Glad you found a solution.

Regarding practices: You've engaged in a valid firefighting practice, and
you recognize it as such. You were forced into using this valid firefighting
practice by a customer site that did not facilitate using a better practice.
(Most people do not in fact have a DBA datawarehouse, as I have been
unsuccessful in evangelizing the effectiveness of this practice in economic
terms.)

Now perhaps it is a nicety of American English, but the reverse of "bad" is
"good" or "better." The word "best" means nothing better exists. It is a
useful word for things like dog shows where it is inherently limited to a
specific event. But I do see your smilely face after your comment, so I know
you're kidding. Perhaps it would be a best practice to wipe out the use of
the couplet "best practice!" ;{)  <- that's me winking and smiling under my
moustache.

Checking for inadvertent invalidation of the usability of existing indexes
due to NLS_ parameters is a damn good practice and it was clearly an
effective practice in this case. Thanks for posting it to the list!

mwf

-----Original Message-----
From: oracle-l-bounce@xxxxxxxxxxxxx [mailto:oracle-l-bounce@xxxxxxxxxxxxx]
On Behalf Of Martin Klier
Sent: Tuesday, July 23, 2013 5:25 AM
To: mwf@xxxxxxxx
Cc: 'ORACLE-L'
Subject: Re: Accessing ASH is slow

Hi Mark,

thanks for your reply.

You are absolutely right with wasting prod resources for DBA research on
mass data. Trouble is, that coming on-site for helping quickly does not
always allow to build up infrastructure, or even duplicate data. And I am
fully aware that I am talking about contrary aims here: Quickness and
refusing to do the best way to make it go.

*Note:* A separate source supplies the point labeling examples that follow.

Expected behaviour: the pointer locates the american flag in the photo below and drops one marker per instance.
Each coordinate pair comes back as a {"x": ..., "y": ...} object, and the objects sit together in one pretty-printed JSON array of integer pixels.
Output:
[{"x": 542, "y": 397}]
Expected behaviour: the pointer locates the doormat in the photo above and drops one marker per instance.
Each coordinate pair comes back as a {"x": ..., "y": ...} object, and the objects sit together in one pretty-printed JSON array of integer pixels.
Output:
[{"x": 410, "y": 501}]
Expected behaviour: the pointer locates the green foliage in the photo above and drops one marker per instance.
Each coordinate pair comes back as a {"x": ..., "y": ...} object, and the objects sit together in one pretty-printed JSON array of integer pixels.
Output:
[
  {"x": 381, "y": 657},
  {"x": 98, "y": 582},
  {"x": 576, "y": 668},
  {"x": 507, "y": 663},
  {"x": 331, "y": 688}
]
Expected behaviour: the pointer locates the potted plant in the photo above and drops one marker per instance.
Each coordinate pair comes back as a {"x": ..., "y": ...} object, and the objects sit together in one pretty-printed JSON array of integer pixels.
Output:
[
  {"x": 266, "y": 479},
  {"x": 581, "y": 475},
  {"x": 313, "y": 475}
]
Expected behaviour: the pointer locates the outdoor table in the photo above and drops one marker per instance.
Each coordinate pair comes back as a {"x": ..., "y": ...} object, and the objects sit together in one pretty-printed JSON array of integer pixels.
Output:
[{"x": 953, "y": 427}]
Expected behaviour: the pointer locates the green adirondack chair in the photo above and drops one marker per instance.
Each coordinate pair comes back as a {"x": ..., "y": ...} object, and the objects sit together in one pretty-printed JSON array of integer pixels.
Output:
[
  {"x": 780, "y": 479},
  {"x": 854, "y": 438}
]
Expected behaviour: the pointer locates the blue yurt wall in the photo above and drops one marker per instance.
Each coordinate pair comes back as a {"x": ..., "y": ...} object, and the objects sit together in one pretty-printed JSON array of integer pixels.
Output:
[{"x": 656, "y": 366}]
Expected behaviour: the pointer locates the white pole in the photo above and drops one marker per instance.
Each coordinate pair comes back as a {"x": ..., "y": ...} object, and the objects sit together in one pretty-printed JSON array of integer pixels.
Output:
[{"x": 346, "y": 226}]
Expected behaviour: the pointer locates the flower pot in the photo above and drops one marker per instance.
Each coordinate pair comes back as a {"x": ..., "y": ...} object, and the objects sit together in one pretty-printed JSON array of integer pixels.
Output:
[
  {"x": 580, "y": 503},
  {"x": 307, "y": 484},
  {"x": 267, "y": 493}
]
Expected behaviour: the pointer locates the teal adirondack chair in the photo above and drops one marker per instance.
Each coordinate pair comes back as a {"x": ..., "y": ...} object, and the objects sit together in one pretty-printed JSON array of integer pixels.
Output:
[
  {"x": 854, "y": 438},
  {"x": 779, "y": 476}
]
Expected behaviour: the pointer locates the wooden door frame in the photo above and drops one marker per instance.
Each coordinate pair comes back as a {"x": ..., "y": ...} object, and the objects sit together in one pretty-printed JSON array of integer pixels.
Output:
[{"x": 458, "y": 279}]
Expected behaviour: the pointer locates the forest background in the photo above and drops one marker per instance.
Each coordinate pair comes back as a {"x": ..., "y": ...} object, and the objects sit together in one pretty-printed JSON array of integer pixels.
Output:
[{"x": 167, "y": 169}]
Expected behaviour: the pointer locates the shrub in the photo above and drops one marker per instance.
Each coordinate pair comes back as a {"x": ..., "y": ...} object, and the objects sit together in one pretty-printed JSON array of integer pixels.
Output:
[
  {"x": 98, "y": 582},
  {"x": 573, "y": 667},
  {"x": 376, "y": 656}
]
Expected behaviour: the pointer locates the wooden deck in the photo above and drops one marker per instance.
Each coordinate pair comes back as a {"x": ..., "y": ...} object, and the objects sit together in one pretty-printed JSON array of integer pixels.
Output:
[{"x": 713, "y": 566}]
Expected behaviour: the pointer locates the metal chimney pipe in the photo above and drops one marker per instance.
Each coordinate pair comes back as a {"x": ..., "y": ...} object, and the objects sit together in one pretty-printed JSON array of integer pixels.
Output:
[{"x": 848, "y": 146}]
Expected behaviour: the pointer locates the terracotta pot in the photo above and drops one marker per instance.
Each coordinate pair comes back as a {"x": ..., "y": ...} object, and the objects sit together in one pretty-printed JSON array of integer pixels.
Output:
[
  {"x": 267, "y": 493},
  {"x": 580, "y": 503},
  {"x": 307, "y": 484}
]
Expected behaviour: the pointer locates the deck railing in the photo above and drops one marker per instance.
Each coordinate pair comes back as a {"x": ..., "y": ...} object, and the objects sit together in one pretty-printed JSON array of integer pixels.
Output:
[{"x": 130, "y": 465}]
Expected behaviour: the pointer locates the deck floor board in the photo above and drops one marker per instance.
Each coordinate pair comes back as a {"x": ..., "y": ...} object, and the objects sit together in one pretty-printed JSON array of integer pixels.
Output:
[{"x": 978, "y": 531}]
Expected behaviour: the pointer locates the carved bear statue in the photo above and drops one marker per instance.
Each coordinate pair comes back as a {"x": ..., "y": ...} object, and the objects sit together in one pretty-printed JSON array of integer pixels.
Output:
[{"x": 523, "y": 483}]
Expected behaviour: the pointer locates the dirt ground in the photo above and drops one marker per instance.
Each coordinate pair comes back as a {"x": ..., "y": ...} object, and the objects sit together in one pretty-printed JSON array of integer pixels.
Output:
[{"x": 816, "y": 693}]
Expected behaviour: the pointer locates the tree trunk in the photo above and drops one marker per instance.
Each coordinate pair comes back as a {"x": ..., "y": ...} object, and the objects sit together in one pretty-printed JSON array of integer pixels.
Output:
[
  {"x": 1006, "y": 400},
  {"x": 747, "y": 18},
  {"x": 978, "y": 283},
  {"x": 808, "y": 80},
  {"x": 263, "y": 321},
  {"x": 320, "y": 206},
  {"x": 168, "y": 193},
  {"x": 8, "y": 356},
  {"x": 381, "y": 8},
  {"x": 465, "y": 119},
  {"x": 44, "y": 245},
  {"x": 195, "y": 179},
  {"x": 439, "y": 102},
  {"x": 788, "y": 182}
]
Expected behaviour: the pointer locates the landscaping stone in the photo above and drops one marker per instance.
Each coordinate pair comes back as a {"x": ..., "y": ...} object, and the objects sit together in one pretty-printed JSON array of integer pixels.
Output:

But in fact, you told me a best practice, nevertheless. :)

In this special case, I found a very interesting reason for the slowness.
And it was my own booby trap... If you are interested:

v$active_session_history joins v$ash and v$kewash by various predicates,
including column NEDD_AWR_SAMPLE of both tables. In my case, NLS_SORT was
set to BINARY_CI and NLS_COMP was set to LINGUISTIC. So the comparision was
changed from "S.NEED_AWR_SAMPLE=A.NEED_AWR_SAMPLE" (which could have been
supported by a fixed index) to
NLSSORT(S.NEED_AWR_SAMPLE,'nls_sort=''BINARY_CI''')=NLSSORT(A.NEED_AWR_SAMPL
E,'nls_sort=''BINARY_CI''')
which causes a full access to the table.

Gnahhhh. :)


Regards
Martin

Mark W. Farnham schrieb:

> I personally think it is a bad practice to consume production RDBMS 
> cycles doing ad hoc analysis of metrics.